第33話 ストーンゴーレムへの挑戦(2)

 大部屋からスライムを釣り出す作業を繰り返す。

 扉の近くにいるスライムたちは簡単に釣り出すことができるが、奥の方にいるスライムたちは釣り出すことが難しいようだ。

 レッドスライムは相変わらず釣り出しには引っかかってくれないし、ブルースライム、グリーンスライムについても奥にいる奴らは少しついてくるだけで奥からは離れてくれない。どうやら、この部屋を攻略するにはある程度のスライムが残った状態で挑まなければいけないらしい。


 5度目の釣り出しの後、10分以上経過してもスライムたちが通路に出てこなかったことを確認し、覚悟を決めて大部屋への扉を開いた。



 部屋の中に入り、改めてモンスターたちの様子を窺う。

 モンスターたちはストーンゴーレムを中心に部屋の奥の方に固まっている。中心にストーンゴーレム、前方にグリーンスライムとブルースライム、後方にレッドスライムという陣形だ。前方のスライムたちは10匹程度、レッドスライムは3匹、ストーンゴーレムは1体となっている。

 ちなみに、スライムの釣り出しの際に部屋にいるゴーレムがストーンゴーレムであることは識別で確認している。


 さて、どうするか。モンスターたちの様子を確認し、改めて方針を考える。

 安全に行くのであれば周囲のスライムたちを片づけてからストーンゴーレムに挑む形にしたい。特にレッドスライムは火の矢が面倒なので先に潰しておきたい。

 インターネットで調べた情報によるとストーンゴーレムの動きは大して速くないらしい。となれば、いつも通りヒットアンドアウェイの戦法で周囲のスライムを削っていく形になるだろう。

 だが、あの巨体だ。リーチは長く、周囲のスライムを狙った場合でもすぐにストーンゴーレムの攻撃範囲に入ってしまう。いつも以上に接近と離脱を速くしないといけないはずだ。

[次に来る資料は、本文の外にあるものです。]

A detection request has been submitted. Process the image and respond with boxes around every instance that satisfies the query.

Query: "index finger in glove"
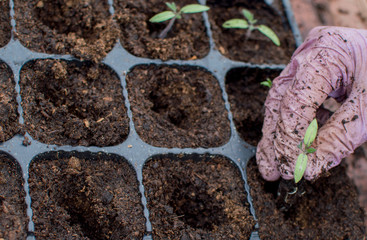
[274,28,354,179]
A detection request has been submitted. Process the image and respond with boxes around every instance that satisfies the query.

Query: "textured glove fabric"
[256,27,367,181]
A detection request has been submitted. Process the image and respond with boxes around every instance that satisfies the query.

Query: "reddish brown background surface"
[290,0,367,227]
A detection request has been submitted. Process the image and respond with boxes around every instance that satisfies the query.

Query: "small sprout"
[149,2,209,38]
[222,9,280,46]
[294,119,318,183]
[260,78,273,88]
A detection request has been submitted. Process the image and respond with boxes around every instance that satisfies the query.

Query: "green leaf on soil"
[149,11,176,22]
[306,148,316,153]
[256,25,280,46]
[294,153,308,183]
[166,2,177,12]
[222,18,248,29]
[242,9,254,23]
[181,4,210,13]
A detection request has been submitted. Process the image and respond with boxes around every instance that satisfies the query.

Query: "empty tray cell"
[207,0,296,64]
[0,60,19,142]
[114,0,209,60]
[247,158,366,240]
[126,64,230,148]
[14,0,118,60]
[29,152,145,239]
[20,59,129,146]
[0,0,11,48]
[143,154,255,240]
[0,152,28,239]
[226,68,281,146]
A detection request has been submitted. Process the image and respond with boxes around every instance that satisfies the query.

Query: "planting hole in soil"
[0,61,19,142]
[207,0,296,64]
[14,0,118,61]
[0,152,28,239]
[20,59,129,146]
[29,152,145,239]
[126,64,230,148]
[114,0,209,61]
[247,158,366,240]
[226,68,281,146]
[0,1,11,48]
[143,154,255,239]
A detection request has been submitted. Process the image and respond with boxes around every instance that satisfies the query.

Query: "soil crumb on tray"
[226,68,281,146]
[114,0,209,61]
[207,0,296,64]
[0,61,19,142]
[126,64,230,148]
[14,0,118,61]
[247,158,366,240]
[0,152,28,239]
[20,59,129,147]
[29,152,145,240]
[0,0,11,48]
[143,154,255,240]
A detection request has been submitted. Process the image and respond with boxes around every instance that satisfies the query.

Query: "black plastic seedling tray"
[0,0,302,240]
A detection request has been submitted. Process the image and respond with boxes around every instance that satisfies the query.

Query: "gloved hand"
[256,27,367,181]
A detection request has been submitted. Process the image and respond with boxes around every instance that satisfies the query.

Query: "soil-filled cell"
[0,61,19,142]
[20,59,129,146]
[114,0,209,60]
[0,0,11,48]
[207,0,296,64]
[14,0,118,61]
[0,152,28,239]
[29,152,145,240]
[126,65,230,148]
[226,68,281,146]
[247,159,366,240]
[143,154,255,239]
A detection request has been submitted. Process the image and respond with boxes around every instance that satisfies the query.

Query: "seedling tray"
[0,0,366,240]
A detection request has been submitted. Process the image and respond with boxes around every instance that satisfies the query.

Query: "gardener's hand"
[256,27,367,181]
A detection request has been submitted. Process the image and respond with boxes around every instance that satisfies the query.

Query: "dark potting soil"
[114,0,209,60]
[247,158,366,240]
[143,154,255,240]
[29,152,145,240]
[0,153,28,239]
[0,1,11,48]
[0,62,19,142]
[207,0,296,64]
[226,68,281,146]
[20,59,129,147]
[126,64,230,148]
[14,0,118,61]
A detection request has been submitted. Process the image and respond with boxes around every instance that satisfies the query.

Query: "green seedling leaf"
[149,11,176,22]
[294,153,308,183]
[303,118,318,148]
[222,18,248,29]
[242,9,256,23]
[256,25,280,47]
[181,4,210,13]
[306,148,316,153]
[166,2,177,12]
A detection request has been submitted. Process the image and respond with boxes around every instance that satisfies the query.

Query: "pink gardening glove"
[256,27,367,181]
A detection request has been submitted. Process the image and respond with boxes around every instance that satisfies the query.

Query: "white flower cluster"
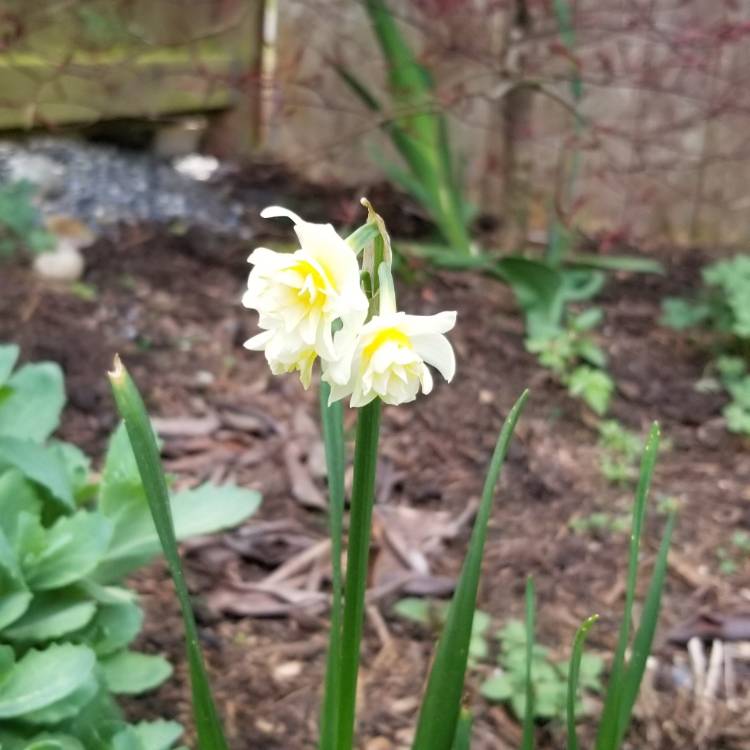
[242,206,456,407]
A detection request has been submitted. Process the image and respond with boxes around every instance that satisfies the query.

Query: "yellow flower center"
[289,260,330,307]
[362,328,413,359]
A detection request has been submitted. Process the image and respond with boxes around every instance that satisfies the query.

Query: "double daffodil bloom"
[323,274,456,407]
[242,206,368,388]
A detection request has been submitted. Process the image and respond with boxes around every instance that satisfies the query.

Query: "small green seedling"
[481,620,604,722]
[599,419,643,484]
[716,531,750,576]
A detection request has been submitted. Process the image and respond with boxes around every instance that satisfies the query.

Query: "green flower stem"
[338,399,388,750]
[318,381,346,750]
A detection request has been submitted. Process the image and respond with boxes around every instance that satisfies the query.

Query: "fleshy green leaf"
[135,720,183,750]
[0,528,31,632]
[82,601,143,657]
[99,651,172,695]
[3,590,96,643]
[0,438,75,511]
[19,671,101,726]
[0,362,65,443]
[23,510,113,591]
[0,643,96,719]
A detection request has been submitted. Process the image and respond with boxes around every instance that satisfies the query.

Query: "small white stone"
[34,239,85,282]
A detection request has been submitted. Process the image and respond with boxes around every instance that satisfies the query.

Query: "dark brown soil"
[0,216,750,750]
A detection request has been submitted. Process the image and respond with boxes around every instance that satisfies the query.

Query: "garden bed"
[0,209,750,750]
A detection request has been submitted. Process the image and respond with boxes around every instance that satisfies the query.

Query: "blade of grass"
[521,576,536,750]
[596,423,659,750]
[617,512,676,747]
[319,382,346,750]
[412,391,528,750]
[566,615,599,750]
[338,398,382,750]
[109,357,228,750]
[453,708,473,750]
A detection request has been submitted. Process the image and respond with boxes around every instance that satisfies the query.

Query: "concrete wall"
[268,0,750,246]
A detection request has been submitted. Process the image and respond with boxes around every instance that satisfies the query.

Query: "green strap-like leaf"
[566,615,599,750]
[337,398,382,750]
[319,384,350,750]
[596,424,659,750]
[412,392,528,750]
[110,358,228,750]
[521,576,536,750]
[617,512,676,747]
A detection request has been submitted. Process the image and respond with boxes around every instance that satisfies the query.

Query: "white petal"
[243,331,273,352]
[419,365,433,396]
[260,206,303,224]
[247,247,292,270]
[411,333,456,383]
[402,310,456,336]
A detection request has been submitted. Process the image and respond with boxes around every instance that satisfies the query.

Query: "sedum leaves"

 そのように方針を決め、バットを強く握りしめ直して前方に向かって駆け出した。


 前方にいるスライムたちをかすめるように斜めに走り、交錯する際にバットを叩き込む。だが、いつもより距離をとることを意識していたため、バットはブルースライムにかすっただけで大したダメージは与えられていない。

 近くを通過する際に体当たりしてきたスライムたちを無視し、ある程度距離をとったところで向きを変えて今度は後方にいるレッドスライムを狙って走り出す。

 レッドスライムたちもこちらの動きを見て狙いに気付いたのか、ストーンゴーレムの後ろに隠れられるように移動を始める。

 接近してレッドスライムにバットを振ろうとした瞬間、ストーンゴーレムが腕を振りかぶっている姿が視界に入る。


「くっ」


 どうやら、ストーンゴーレムに接近しすぎたようだ。バットを振るうのを止めて、慌ててストーンゴーレムから距離をとる。

 直後、俺がいた場所を豪快な音を立ててストーンゴーレムの腕が通り過ぎた。


「……」


 間近で見たストーンゴーレムの攻撃の威力に呆然としていると、スライムたちがこちらに向かって攻撃態勢に入っているのが目に入る。


「ちっ」


 バットを振り、近づいてくるスライムたちをけん制しながら後ろへ下がる。


 まだ一当てしただけだが、レッドスライムの動きが面倒だ。今の動きを見る限り、レッドスライムはストーンゴーレムの攻撃範囲から離れないのではないだろうか。

 となると、ストーンゴーレムの攻撃をくぐり抜けながらレッドスライムを狙う必要が出てくる。

 だが、それは難しいかもしれない。今回の戦闘ではレッドスライムからまだ火の矢が1発しか放たれていないのだから。

 1発、2発であれば火の矢を警戒しつつ、ストーンゴーレムに注意してレッドスライムを狙うこともできるかもしれない。しかし、その状態を維持したまま、レッドスライムを倒し切るまで攻撃を加え続けるのは厳しいだろう。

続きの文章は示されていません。